Open aaron-jack-manning opened this issue 3 years ago • 3 comments

Consider the following block of code:

struct Foo<'a> {
    bar : &'a Bar
}

struct Bar {}

fn test<'a>() -> (Bar, Foo<'a>) {
    let bar = Bar {};
    let foo = Foo { bar : &bar };

    (bar, foo)
}

fn main() {
    let (bar, foo) = test();
}

which gives the following error:

error[E0515]: cannot return value referencing local variable `bar`
  --> main.rs:11:5
   |
9  |     let foo = Foo { bar : &bar };
   |                           ---- `bar` is borrowed here
10 | 
11 |     (bar, foo)
   |     ^^^^^^^^^^ returns a value referencing data owned by the current function

However the tuple returns the two values together, one of which contains a reference to the other.

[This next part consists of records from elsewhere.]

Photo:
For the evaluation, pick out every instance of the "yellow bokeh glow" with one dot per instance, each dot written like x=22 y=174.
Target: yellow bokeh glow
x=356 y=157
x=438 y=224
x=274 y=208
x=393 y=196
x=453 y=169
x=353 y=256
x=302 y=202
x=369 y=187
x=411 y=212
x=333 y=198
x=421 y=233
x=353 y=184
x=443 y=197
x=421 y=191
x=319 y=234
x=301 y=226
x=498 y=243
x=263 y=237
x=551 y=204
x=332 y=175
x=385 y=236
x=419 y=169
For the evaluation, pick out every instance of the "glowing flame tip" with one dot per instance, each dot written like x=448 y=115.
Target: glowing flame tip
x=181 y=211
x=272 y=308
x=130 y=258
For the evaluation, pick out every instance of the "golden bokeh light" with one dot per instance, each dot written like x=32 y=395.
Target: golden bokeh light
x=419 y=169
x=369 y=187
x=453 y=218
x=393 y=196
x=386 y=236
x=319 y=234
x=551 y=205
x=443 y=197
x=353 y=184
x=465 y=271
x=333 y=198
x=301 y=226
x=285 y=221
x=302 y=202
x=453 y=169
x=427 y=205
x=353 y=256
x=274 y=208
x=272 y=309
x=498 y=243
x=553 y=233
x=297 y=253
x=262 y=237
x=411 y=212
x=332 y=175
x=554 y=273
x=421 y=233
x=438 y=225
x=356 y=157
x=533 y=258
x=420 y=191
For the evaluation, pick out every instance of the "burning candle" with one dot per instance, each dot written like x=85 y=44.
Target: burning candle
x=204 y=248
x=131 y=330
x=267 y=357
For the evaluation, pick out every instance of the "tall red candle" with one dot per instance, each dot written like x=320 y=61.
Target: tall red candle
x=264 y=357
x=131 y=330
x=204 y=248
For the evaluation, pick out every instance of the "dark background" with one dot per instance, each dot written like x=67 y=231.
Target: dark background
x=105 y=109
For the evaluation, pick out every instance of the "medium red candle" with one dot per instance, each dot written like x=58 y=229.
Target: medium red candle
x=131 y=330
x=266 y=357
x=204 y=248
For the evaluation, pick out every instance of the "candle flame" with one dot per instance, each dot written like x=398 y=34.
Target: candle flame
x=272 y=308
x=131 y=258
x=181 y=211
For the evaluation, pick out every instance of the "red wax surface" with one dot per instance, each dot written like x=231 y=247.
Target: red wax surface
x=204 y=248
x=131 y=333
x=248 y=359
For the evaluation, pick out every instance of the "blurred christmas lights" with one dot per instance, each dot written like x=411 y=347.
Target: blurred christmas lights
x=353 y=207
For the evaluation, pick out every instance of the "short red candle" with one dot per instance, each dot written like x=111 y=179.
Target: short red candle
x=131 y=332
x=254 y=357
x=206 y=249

The compiler should be able to identify that the ownership of bar is transferred out of the function alongside the reference to it.

aaron-jack-manning avatar Jun 27 '22 10:06 aaron-jack-manning

I believe the answer is the following.

You’re correct that ownership of bar is transferred to the outside of the function. However, the problem is that bar is created on the stack inside test. Thus, a reference to it is a reference to something on the stack area of test. When test returns, that part of the stack ceases to exist and bar is moved to the stack area of main. So the location of bar changes in memory and the reference you’re returning in the tuple is no longer valid after the return of test.

truppelito avatar Jun 27 '22 11:06 truppelito

If this was meant to be a bug report, you shall have posted it to https://github.com/rust-lang/rust instead.

Aside from that, the compiler is correct as @truppelito has explained. You can look for crates such as owning_ref (warning: it is unsound).